I'm not sure what the physics background of the average Field Gulls reader is, but I know everyone's had some experience with magnets. Well, there are still things about the physics of magnets that science has not yet been able to explain. In my undergrad physics class, we were told that "we can't figure out the damn things, they're basically magic." That was the really fun thing about watching Cooks last year: the coverage, route, and quarterback seemed irrelevant. He was getting open, and it was magic.
(No, my physics instructor did not actually believe that magnets were magic.)
Because he's likely a 1st round pick and we have a fairly short receiving group already, he doesn't seem like an obvious pick. Despite this, Kippy Brown was spotted at Oregon State's pro day and news came out over the weekend of another meeting between Seattle and Cooks. It's hard to know if this is legitimate interest or a smokescreen. Watch this space.
Donte Moncrief, WR, Ole Miss, 121 rSPARQ, 136 pSPARQ
Woah! 6'3" with elite athleticism. If I could refer back up the "historical context" section, take a look at Stephen Hill. Elite athleticism and question marks elsewhere in the 2012 draft. There's a lot of people who feel that Moncrief's athleticism make him a no-brainer. I just see Moncrief as a risk, and is a receiving class so deep, I'm not sure that's what we should be selecting.

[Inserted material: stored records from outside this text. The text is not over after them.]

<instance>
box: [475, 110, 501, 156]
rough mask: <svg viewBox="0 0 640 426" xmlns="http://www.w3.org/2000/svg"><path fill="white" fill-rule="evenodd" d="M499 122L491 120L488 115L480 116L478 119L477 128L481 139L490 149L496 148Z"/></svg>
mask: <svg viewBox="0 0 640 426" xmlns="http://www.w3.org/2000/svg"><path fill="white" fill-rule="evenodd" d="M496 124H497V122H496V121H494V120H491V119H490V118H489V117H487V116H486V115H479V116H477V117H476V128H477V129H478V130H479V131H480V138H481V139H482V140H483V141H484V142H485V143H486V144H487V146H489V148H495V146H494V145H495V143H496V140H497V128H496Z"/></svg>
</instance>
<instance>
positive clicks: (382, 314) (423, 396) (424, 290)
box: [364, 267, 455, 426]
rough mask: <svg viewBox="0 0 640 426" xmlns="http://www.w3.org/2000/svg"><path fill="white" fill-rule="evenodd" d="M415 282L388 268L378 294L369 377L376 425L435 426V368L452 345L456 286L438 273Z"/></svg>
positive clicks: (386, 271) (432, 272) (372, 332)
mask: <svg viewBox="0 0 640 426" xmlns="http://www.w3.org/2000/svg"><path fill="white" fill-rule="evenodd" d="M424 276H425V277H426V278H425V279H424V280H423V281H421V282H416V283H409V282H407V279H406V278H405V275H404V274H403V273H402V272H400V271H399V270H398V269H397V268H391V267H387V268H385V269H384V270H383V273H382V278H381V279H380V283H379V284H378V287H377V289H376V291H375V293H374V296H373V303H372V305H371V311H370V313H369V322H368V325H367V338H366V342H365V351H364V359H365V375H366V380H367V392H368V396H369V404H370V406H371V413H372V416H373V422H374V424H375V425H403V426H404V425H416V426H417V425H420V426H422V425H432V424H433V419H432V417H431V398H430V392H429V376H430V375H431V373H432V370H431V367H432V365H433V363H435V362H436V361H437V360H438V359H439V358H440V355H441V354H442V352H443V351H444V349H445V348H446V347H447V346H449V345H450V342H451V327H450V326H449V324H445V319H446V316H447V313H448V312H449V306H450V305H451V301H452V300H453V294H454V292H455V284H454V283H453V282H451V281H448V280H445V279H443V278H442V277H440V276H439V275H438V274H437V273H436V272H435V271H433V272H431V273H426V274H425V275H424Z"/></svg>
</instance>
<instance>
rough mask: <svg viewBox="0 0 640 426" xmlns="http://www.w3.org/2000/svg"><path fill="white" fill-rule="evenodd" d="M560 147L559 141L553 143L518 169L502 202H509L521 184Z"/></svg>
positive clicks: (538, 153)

Odell Beckham, WR, LSU, 122 rSPARQ, 130 pSPARQ
Marqise Lee, WR, USC, 119 rSPARQ, 126 pSPARQ
At the risk of repeating a Latimer-esque gushfest, I have to talk about Odell Beckham. He's probably one we'd have to move up for, but I still have to at least get my feelings out on the page. It's very difficult to place a 3.94 short shuttle in context; basically, it's stupid. He's got three-sigma type agility, fantastic burst, and power/explosion numbers which match the existing roster very well. He also has the track record of college success to go with the SPARQ-y skill set. He's slightly below 6 feet, but missing out on this kind of talent because of a few inches in height seems asinine. These are the kind of agility numbers that we will compare other top prospects to for the next five or ten years.
Marqise Lee is just below OBJ in most categories, which means he fits our profile just about as well. Yes, he's likely gone before our pick, but I'd bet that any fall wouldn't extend past 1.32.
Tevin Reese, WR, Baylor, 114 rSPARQ, 129 pSPARQ
I watched Tevin Reese in college, and I'm still not sure he'll translate well to the NFL. But in direct contrast to the land war/Asia rule, you should never ignore an Art Briles receiver. Ever.
Nathan Slaughter, WR, West Texas A&M, 128 rSPARQ, 140 pSPARQ
I'm basically obligated to talk about the top-ranked SPARQ guy. I know close to nothing about him, and he's probably just the Charcandrick (Charcandrick!) West of WRs. Feel free to treat yourself to nine minutes of small-school highlight awesomeness.
There are a ton of other receivers, but I can't talk about them all. Remember when looking at the data that height isn't adjusted for in SPARQ, so Kelvin Benjamin types need to be considered in their proper context.
We'll return in a few days with our first look at the defensive side of the ball.